Precisamos de um programa de formação de público para consumo cultural. Até agora, falamos sobre oferta: como produzir e financiar. Mas e a demanda? Essa formação de demanda, para mim, tem uma estratégia de longo prazo e outra de curto prazo. A de longo prazo tem a ver com educação. É ensinar, na escola, o menino a tocar violão, por exemplo. Pode não fazê-lo um músico, mas certamente o fará um consumidor de música. No curto prazo, precisamos baixar os preços das atividades culturais. Em outros países, o consumo cultural é mais fácil. Você vai ao teatro como quem vai à praça. Aqui, as pessoas querem se distinguir socialmente indo ao teatro. O teatro tem que ser caro, em lugares inacessíveis. Se a cultura for dessacralizada, o público consumidor aumenta.

  

Por que uma pessoa de baixa renda não entra no museu, mesmo sendo de graça?

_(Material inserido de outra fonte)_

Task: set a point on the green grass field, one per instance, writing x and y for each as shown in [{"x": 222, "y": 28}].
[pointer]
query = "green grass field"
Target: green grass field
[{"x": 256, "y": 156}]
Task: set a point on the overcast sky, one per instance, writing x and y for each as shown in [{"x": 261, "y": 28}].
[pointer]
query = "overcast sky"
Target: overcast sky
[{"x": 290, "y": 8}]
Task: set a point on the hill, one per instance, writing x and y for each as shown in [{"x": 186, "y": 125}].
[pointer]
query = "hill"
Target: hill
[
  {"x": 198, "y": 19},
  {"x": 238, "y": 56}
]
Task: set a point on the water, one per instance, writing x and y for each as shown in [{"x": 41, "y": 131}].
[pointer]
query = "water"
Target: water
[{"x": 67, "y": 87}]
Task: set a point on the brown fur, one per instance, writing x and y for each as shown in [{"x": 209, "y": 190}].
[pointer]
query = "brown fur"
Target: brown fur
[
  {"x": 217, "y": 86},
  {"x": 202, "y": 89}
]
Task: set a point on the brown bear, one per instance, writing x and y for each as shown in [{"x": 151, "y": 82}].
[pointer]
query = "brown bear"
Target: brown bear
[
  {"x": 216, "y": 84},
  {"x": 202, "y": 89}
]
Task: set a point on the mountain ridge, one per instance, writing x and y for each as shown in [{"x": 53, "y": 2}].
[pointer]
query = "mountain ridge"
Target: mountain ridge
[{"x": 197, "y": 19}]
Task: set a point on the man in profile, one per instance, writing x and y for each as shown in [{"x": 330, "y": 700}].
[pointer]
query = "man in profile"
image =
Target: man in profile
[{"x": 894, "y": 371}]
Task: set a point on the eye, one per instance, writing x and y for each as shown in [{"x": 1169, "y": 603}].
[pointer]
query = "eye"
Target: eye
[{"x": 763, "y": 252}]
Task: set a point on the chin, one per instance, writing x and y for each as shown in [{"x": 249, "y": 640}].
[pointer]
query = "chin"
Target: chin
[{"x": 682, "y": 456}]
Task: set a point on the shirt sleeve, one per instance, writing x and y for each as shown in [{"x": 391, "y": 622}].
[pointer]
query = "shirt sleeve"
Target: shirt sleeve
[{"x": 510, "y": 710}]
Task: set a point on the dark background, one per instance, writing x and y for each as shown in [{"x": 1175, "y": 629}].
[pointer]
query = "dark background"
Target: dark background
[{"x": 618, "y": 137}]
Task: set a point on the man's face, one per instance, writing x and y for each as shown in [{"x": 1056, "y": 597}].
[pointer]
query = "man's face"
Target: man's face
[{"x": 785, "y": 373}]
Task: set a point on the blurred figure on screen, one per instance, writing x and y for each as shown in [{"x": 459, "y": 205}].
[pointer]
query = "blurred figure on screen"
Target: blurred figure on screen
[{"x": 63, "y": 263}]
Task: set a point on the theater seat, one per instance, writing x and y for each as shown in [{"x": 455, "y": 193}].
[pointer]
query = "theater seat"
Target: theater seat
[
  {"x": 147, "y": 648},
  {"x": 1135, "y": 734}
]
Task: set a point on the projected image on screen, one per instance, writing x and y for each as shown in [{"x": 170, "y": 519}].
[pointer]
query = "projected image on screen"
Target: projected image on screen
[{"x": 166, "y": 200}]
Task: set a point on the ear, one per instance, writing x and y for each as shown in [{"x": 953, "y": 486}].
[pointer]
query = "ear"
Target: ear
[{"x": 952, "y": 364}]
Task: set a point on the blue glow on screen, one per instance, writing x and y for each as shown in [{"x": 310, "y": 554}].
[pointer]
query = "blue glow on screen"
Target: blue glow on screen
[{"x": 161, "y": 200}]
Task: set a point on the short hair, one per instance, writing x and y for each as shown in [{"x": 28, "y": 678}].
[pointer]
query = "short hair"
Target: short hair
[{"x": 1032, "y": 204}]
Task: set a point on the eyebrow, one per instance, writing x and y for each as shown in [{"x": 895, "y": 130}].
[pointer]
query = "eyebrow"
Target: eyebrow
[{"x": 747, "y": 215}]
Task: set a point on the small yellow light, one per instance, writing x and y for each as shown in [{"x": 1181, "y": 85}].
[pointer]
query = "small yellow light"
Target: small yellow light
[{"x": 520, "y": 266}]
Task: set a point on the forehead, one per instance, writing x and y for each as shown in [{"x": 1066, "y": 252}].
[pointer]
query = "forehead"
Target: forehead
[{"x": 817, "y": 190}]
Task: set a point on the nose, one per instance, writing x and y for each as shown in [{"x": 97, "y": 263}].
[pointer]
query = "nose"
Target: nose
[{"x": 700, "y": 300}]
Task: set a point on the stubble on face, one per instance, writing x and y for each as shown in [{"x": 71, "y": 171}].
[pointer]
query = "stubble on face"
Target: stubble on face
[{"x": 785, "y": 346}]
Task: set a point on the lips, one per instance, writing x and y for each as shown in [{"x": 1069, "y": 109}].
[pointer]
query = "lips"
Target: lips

Vejo os pobres dizendo coisas como “Não tenho roupa para ir”, “O segurança não vai me deixar entrar”, “Não entendo bem quando leio as descrições da obra”. O que ocorre é que quem diz isso, quando criança, não teve acesso à escola. Aí se torna jovem e é puxado para outras coisas de consumo, que também são cultura, mas perde a noção do todo. O investimento precisa ser feito lá atrás, quando a criança deve sentir inclusive que a cultura pode melhorar a condição social. Sentir-se fazendo parte de um concerto de música gratuito pode ser o primeiro passo para esse jovem de baixa renda se tornar um músico, por exemplo.